Contudo, para o fazer, será necessária uma grande quantidade de munições. Serão necessários mais de uma dúzia de camiões para mover as munições para uma única bateria para sustentar esta cadência de fogo, criando uma grande pegada física, tornando mais provável que a Rússia encontre e atinja a bateria com contra-fogo.
A potência aérea e a defesa aérea russas proporcionam-lhe uma relativa segurança aquando do destacamento MLRS. A Ucrânia tem pouco de ambos e foi um factor que contribuiu para a perda do seu próprio MLRS ao longo deste conflito. A falta de energia aérea e de defesas aéreas nega à Ucrânia o luxo de montar uma bateria HIMARS da forma como os EUA normalmente o fazem.
É muito claro que muitos dos sistemas de armas que os EUA e os seus aliados estão a transmitir à Ucrânia são simplesmente sistemas que têm nos seus inventários, não sistemas que são apropriados para o actual campo de batalha. Isto porque os EUA e outros sistemas de armamento da NATO são concebidos sob o pressuposto de terem estabelecido superioridade aérea e, assim, fornecerem a protecção necessária para a criação de uma bateria HIMARS em relativa segurança.
Complicações semelhantes às enfrentadas pelo destacamentos HIMARS surgiram com a utilização pela Ucrânia dos howitzers M777.
Os EUA, em lugares como o Afeganistão e o Iraque, poderiam utilizar HIMARS e howitzers M777 em bases de fogo - fortificações relativamente permanentes muito fora do alcance dos sistemas de armamento utilizados pelos talibãs e outros grupos militantes que os EUA afirmavam estar a combater no estrangeiro. A colocação destes mesmos sistemas num ambiente em que os operadores não dispõem de protecção adequada contra o fogo de aviões e de contrabateria garante que não farão diferença, e no caso das M777 fornecidas à Ucrânia, não fizeram qualquer diferença.
O que os HIMARS tem de especial: Dar dinheiro à Lockheed Martin
Apesar destas realidades, a expressão “factor de mudança" tem sido constantemente utilizada pelos meios de comunicação ocidentais, incluindo o Guardian, para descrever os HIMARS. O Guardian afirma:
Alguns analistas disseram que os Himars podem ser uma "factor de mudança" na guerra, numa altura em que as forças ucranianas parecem estar a lutar sob fogo de artilharia russa.
Mas outros dizem que os Himars não vão mudar de repente a situação. "nem sequer o campo de jogo", disse um alto funcionário da defesa dos EUA.
Na realidade, os HIMARS não serão nem um “factor de mudança" nem "mesmo o campo de jogo". O que farão é ganhar centenas de milhões de dólares para o fabricante de armas norte-americano Lockheed Martin, que produz os HIMARS.

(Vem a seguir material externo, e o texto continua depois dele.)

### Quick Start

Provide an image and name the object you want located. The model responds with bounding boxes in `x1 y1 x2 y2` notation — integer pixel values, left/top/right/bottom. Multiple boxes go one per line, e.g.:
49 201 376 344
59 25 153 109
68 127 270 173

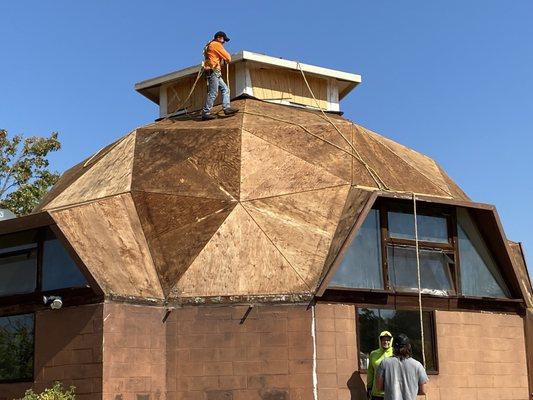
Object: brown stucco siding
315 304 365 400
103 302 166 400
0 304 102 400
429 311 529 400
167 306 313 400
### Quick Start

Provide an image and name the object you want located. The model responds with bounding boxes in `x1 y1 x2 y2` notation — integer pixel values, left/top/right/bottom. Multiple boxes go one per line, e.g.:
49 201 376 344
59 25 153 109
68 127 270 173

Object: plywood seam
241 200 311 292
360 128 452 196
240 183 352 204
145 202 238 243
243 128 351 186
243 128 353 183
41 190 131 212
130 189 167 299
37 132 137 211
167 203 237 297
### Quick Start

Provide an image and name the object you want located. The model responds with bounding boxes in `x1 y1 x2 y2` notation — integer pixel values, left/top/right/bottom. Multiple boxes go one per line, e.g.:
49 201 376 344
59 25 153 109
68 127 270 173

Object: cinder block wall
429 311 529 400
167 305 313 400
0 304 103 400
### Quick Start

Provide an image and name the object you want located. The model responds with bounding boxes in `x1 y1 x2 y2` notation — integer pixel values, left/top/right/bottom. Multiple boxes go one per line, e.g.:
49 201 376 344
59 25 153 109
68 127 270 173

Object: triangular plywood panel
322 187 374 288
33 137 132 212
172 205 309 297
45 132 136 210
50 194 163 299
243 185 350 287
240 130 345 200
132 129 240 199
244 124 353 183
365 130 451 196
133 192 236 296
353 127 450 197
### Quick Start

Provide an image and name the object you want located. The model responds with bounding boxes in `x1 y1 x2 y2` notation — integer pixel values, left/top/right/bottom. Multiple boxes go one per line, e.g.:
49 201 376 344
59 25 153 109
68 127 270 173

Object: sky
0 0 533 273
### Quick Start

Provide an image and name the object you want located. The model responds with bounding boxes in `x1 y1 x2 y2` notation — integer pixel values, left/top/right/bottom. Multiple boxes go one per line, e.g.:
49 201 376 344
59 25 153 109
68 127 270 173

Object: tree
0 129 61 216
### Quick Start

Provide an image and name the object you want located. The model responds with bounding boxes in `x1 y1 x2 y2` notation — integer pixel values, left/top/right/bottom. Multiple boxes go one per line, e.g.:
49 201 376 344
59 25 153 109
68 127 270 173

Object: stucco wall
0 305 102 400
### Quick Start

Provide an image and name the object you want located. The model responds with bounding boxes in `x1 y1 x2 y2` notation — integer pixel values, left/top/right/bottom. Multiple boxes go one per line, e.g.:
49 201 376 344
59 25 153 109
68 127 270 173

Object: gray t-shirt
377 357 428 400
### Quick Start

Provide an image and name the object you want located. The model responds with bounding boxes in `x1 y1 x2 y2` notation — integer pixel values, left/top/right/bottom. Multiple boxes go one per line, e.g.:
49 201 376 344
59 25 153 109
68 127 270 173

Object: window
0 229 88 297
357 308 437 371
330 210 383 289
328 200 511 298
0 314 34 382
457 209 510 297
0 232 37 296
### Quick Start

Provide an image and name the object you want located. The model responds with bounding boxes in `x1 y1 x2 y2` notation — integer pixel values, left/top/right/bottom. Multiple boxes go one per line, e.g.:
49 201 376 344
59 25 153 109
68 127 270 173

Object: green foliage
20 382 76 400
0 129 61 216
0 314 33 380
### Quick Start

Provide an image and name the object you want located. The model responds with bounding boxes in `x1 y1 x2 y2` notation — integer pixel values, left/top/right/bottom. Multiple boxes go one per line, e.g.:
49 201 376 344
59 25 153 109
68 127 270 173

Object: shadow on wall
346 371 366 400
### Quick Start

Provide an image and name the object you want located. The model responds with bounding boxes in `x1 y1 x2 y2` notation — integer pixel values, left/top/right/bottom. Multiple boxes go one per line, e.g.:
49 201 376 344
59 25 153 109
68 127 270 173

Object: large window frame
0 226 102 310
0 312 37 384
354 305 440 375
376 201 461 296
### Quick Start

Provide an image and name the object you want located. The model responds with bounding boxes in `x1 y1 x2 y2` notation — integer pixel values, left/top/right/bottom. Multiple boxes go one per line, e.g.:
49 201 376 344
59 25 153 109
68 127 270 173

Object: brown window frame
0 226 103 310
354 304 440 375
376 200 461 297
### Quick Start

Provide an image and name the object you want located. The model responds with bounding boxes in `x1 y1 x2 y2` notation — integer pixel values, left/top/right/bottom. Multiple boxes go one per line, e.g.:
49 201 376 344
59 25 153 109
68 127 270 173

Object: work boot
202 113 216 121
224 107 239 115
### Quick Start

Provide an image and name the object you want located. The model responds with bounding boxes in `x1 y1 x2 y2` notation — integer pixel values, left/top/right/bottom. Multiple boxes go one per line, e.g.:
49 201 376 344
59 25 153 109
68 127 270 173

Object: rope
413 193 426 368
296 61 389 190
164 63 204 119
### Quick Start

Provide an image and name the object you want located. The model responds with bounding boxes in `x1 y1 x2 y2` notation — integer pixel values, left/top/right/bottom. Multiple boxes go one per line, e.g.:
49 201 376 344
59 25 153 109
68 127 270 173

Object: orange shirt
204 40 231 70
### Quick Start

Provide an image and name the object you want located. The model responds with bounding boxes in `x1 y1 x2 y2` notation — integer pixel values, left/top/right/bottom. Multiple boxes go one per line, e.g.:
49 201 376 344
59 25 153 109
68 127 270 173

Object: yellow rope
296 61 389 190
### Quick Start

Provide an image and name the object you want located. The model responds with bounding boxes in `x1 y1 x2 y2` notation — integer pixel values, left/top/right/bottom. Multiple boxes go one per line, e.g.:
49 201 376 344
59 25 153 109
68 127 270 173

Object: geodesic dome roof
35 99 469 299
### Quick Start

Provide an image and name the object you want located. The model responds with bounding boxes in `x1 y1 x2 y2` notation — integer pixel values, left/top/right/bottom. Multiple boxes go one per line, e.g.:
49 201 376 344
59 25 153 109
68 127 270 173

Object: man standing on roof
366 331 392 400
376 333 428 400
202 31 239 120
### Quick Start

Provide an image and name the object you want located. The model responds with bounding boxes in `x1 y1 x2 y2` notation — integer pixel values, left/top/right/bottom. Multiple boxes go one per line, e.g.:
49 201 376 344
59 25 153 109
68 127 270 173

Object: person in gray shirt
376 333 428 400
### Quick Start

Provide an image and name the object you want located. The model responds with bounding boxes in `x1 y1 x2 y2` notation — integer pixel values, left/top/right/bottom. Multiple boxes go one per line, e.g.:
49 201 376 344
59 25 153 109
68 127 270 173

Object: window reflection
329 210 383 289
43 239 87 290
387 211 448 243
387 246 453 295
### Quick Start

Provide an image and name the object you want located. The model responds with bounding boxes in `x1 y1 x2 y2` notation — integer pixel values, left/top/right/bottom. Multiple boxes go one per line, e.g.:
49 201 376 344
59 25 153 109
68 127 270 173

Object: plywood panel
243 185 350 287
33 138 130 212
244 118 353 183
366 130 452 196
133 192 235 296
173 205 309 297
51 194 163 298
250 68 328 109
46 132 136 209
166 65 235 114
509 241 533 308
132 129 239 199
353 126 450 197
323 187 372 286
241 131 346 200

Poder-se-á perguntar por que razão o Departamento de Defesa dos EUA não informa Washington ou o público americano sobre as limitações muito sérias e até mesmo sobre os perigos de fornecer HIMARS à Ucrânia (a sua utilização contra alvos civis), até que se perceba até que ponto a liderança sénior do Pentágono está comprometida.
Basta olhar para o próprio secretário da Defesa dos EUA Lloyd Austin III para compreender o problema. O secretário Austin fazia parte do conselho de administração de outro fabricante de armas dos EUA, a Raytheon, quando foi escolhido para secretário da Defesa dos EUA. O New York Times no seu artigo, "Biden's Choice for Pentagon Faces Questions on Ties to Contractors," observaria:
"É importante para o secretário da Defesa trazer a esse papel uma independência de pensamento, e é profundamente preocupante quando qualquer nomeado vem directamente de um dos maiores fornecedores militares", disse Daryl G. Kimball, o director executivo da Associação de Controlo de Armas, que pressiona para reduzir as armas nucleares e as despesas militares.
Ele acrescentou: “A Raytheon, gostaria de notar, tem um enorme interesse financeiro nas próximas decisões da administração Biden, do Congresso, do secretário da Defesa".
E de facto, a Lockheed Martin não só fará milhões dos HIMARS de apoio enviados para a Ucrânia, como o antigo empregador do secretário Austin, a Raytheon, já está a colher milhões das "decisões da administração Biden, do Congresso, do secretário da Defesa" relativamente à torrente de armas que está a ser enviada para a Ucrânia.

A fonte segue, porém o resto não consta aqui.